5 sene sonra... Artık Ankara bizlere daha bir güzel. Bir tarihe tanıklık etmenin mutluluğu var üzerimizde. Bu anlatılacak birşey değil asla. Samsun'da yaşadığımız bir şampiyonluk vardı 2005'de. Bugünleri görmemizi sağlayan ilk adımdı o maç... 10 senedir bu takım hiç gerilemedi. Belki yavaş yavaş oldu ama 10 sene önce 3. Lig'de oynayan takımımız artık Süper Lig'de. 1 hafta geçti aradan. Hala rüyada gibiyiz. Ölmeden Süper Lig'i de görecek bu gözler. Avrupa'yı istiyoruz Avrupa'yı :)

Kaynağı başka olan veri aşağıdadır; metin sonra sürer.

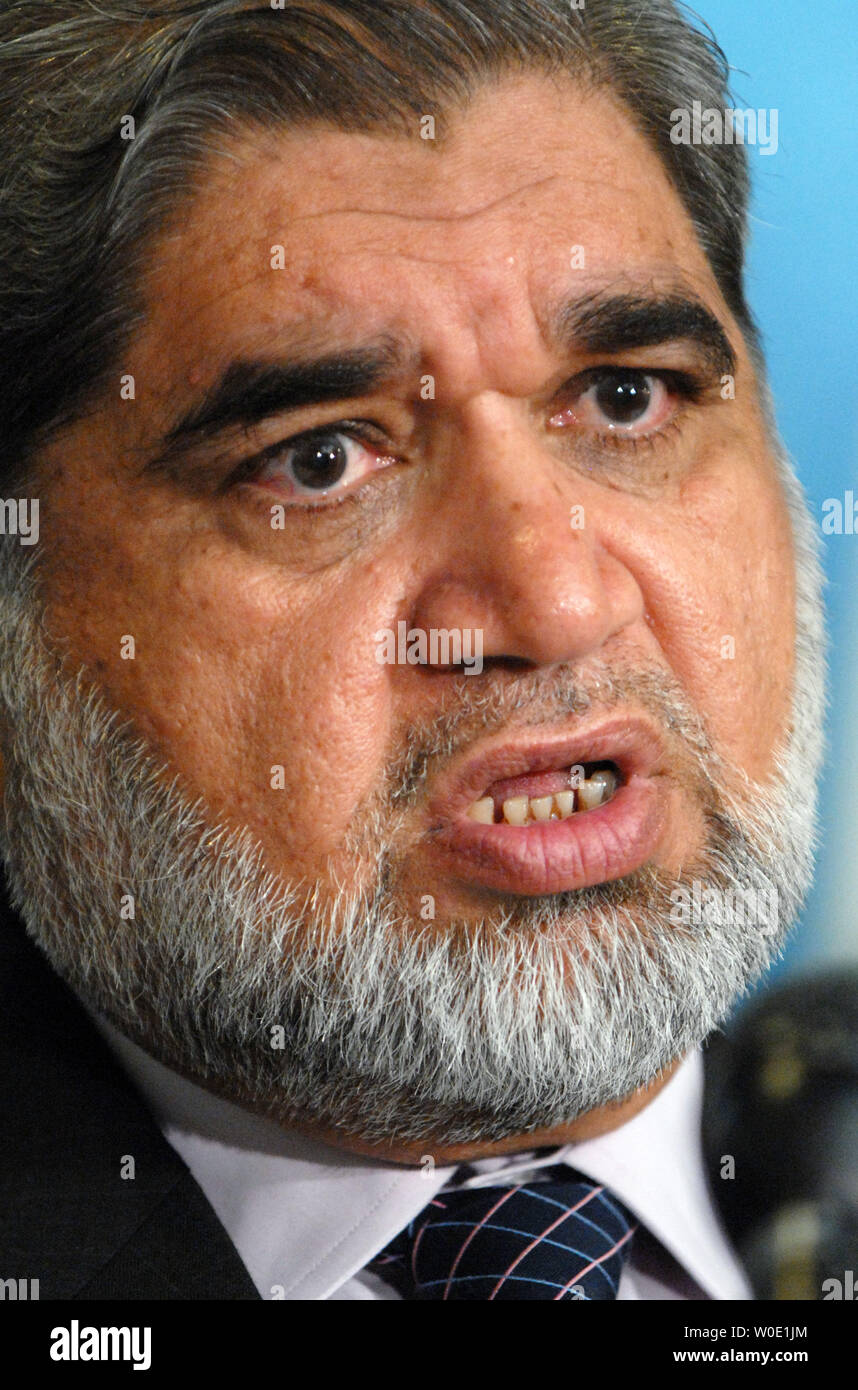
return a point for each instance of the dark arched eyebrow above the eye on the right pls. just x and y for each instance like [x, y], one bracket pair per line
[621, 323]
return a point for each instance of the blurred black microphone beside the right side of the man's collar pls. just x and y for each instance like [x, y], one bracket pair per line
[781, 1138]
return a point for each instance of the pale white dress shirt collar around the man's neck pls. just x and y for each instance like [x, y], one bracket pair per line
[307, 1218]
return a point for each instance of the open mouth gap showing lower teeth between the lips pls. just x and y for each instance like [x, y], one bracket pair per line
[537, 799]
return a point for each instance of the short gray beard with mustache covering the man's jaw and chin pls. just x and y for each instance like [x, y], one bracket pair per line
[347, 1013]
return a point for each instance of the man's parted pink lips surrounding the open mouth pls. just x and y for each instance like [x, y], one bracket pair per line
[557, 857]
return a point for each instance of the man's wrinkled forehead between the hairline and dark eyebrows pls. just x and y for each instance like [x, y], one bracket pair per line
[537, 191]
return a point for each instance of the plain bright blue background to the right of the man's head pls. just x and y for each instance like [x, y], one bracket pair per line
[802, 58]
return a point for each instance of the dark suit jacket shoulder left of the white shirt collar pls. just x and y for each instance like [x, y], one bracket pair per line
[67, 1118]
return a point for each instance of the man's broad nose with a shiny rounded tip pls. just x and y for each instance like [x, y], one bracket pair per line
[517, 550]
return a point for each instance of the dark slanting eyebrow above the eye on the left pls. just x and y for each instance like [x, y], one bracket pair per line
[250, 393]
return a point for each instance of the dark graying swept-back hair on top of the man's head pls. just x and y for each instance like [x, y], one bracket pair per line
[84, 190]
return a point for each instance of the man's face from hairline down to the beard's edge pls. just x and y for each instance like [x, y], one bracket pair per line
[519, 433]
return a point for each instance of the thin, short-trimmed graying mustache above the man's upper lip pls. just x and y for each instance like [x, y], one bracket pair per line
[543, 698]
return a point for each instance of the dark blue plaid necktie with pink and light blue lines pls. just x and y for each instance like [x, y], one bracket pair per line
[557, 1239]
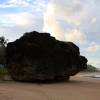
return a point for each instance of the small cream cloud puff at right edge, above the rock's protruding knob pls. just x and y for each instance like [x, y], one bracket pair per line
[93, 47]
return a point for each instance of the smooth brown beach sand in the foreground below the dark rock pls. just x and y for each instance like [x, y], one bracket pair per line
[79, 88]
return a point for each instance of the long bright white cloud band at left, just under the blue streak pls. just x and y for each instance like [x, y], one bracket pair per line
[19, 19]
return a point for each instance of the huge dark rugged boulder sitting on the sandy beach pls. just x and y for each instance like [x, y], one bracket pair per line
[40, 56]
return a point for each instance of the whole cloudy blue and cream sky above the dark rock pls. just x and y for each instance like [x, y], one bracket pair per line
[68, 20]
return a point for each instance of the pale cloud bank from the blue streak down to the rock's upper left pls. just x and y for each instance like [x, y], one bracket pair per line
[14, 25]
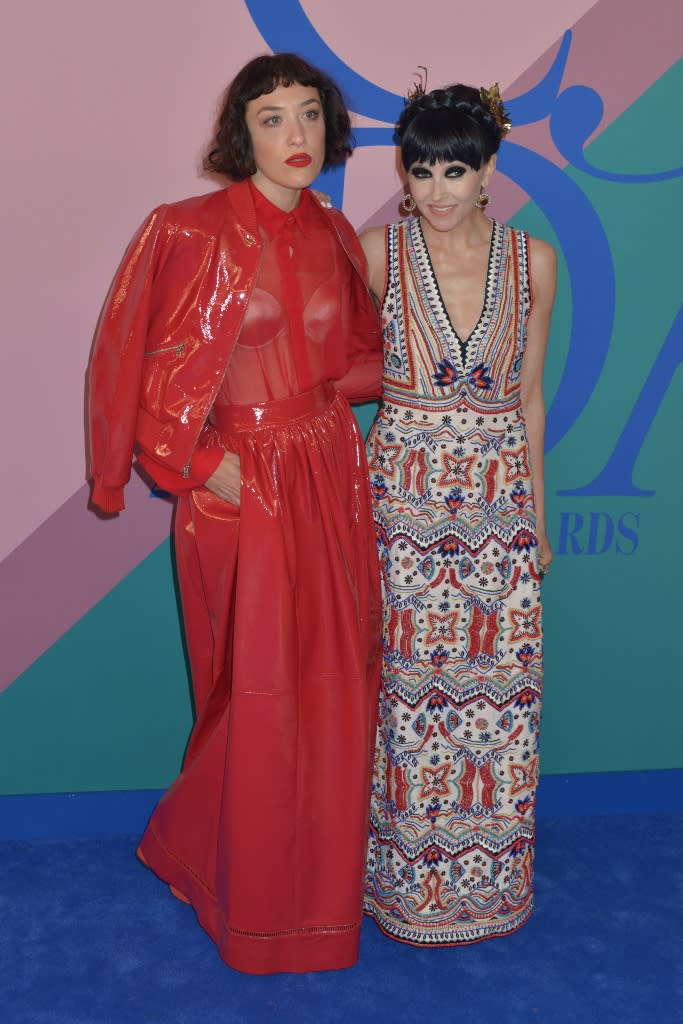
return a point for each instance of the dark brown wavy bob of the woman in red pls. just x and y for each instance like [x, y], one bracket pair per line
[232, 152]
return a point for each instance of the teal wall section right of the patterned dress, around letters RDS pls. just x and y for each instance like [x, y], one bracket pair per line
[613, 608]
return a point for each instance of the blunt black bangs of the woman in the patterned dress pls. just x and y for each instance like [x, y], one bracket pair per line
[444, 137]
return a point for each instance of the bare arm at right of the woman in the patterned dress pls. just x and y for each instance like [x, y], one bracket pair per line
[544, 274]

Öykümüze başlayalım o zaman. Ordu'da oynadığımız Rize maçından sonra başlamıştı final heyecanımız. Rize'de ki rövanştan sonrada heyecanımız yerini tedirginliğe bırakmıştı. Kuracak cümleler bulamıyoruz, kahrolmayasıca pazar günüde gelmek bilmiyordu. Hiç yaşamadığımız duyguları yaşıyorduk. Nasıl davranılması gerektiğinide pek bilmiyorduk. Maçın konusu ne zaman açılsa içimizde heyecandan kaynaklanan bir ürperti. Sahi ne olacaktı maç? "Çıkabilecek miydik süperlerin ligine? Çıkarsak nasıl olur? Çıkamazsak nasıl olur? Son dakiakalarda golü bulursak güzel olur. Ama son 5-10 dakika 1-0, 2-1 gibi olmasın, dayanamayız. Hem Gaziantep'in Süper Lig'de takımı var. Biz daha çok inanmıyor muyuz ki? Biz haketmiyor muyuz?"

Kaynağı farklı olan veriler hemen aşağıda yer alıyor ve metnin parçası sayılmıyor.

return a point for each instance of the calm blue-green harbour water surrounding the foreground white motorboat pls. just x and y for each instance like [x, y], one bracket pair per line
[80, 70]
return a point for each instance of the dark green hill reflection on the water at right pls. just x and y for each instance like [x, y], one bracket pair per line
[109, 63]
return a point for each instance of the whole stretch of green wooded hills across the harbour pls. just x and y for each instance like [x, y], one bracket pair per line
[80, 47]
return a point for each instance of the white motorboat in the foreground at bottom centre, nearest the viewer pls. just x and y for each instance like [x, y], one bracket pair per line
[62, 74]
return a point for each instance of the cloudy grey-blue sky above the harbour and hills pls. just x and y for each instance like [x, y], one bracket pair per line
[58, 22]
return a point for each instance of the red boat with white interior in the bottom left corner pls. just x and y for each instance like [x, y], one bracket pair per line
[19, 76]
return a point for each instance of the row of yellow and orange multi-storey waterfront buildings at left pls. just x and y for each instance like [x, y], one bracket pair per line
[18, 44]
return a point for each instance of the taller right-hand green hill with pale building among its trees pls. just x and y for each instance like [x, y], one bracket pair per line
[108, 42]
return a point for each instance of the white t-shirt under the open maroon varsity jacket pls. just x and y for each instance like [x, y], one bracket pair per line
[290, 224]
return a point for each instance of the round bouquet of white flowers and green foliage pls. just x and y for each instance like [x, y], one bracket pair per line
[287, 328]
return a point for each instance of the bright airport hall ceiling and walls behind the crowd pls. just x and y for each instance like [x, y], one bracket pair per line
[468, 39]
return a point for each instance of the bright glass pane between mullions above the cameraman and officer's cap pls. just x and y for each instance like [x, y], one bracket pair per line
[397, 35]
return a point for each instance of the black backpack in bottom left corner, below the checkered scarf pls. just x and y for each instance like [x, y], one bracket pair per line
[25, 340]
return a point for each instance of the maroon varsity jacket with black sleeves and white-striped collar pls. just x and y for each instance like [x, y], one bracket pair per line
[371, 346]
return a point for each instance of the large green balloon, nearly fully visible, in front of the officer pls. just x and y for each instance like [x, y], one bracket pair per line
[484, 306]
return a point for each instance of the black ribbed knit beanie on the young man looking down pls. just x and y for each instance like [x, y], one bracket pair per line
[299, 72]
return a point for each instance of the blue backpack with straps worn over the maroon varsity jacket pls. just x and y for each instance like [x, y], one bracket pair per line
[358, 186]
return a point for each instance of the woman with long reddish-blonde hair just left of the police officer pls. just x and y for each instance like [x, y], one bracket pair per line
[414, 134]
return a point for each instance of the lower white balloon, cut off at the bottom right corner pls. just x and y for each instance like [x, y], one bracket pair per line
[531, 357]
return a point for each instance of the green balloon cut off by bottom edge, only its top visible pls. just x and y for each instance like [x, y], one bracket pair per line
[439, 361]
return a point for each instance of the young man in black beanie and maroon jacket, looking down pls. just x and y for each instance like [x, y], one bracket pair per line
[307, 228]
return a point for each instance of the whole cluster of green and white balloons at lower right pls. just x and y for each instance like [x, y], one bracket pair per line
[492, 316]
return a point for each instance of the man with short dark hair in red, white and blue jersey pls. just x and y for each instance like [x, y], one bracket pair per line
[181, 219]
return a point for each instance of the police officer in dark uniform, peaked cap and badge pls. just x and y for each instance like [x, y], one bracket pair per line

Bu sorular kafamızda, evet burası Ankara. Her köşe başında var bir Ordulu. Küçük Ordu'yu kurmuşuz 29 Mayıs günü Ankara sokaklarında. Her görülen Ordulu'ya verilen selamlar. Pek alışkın değiliz başka memleketlerde bu kadar fazla toprak kokusuna.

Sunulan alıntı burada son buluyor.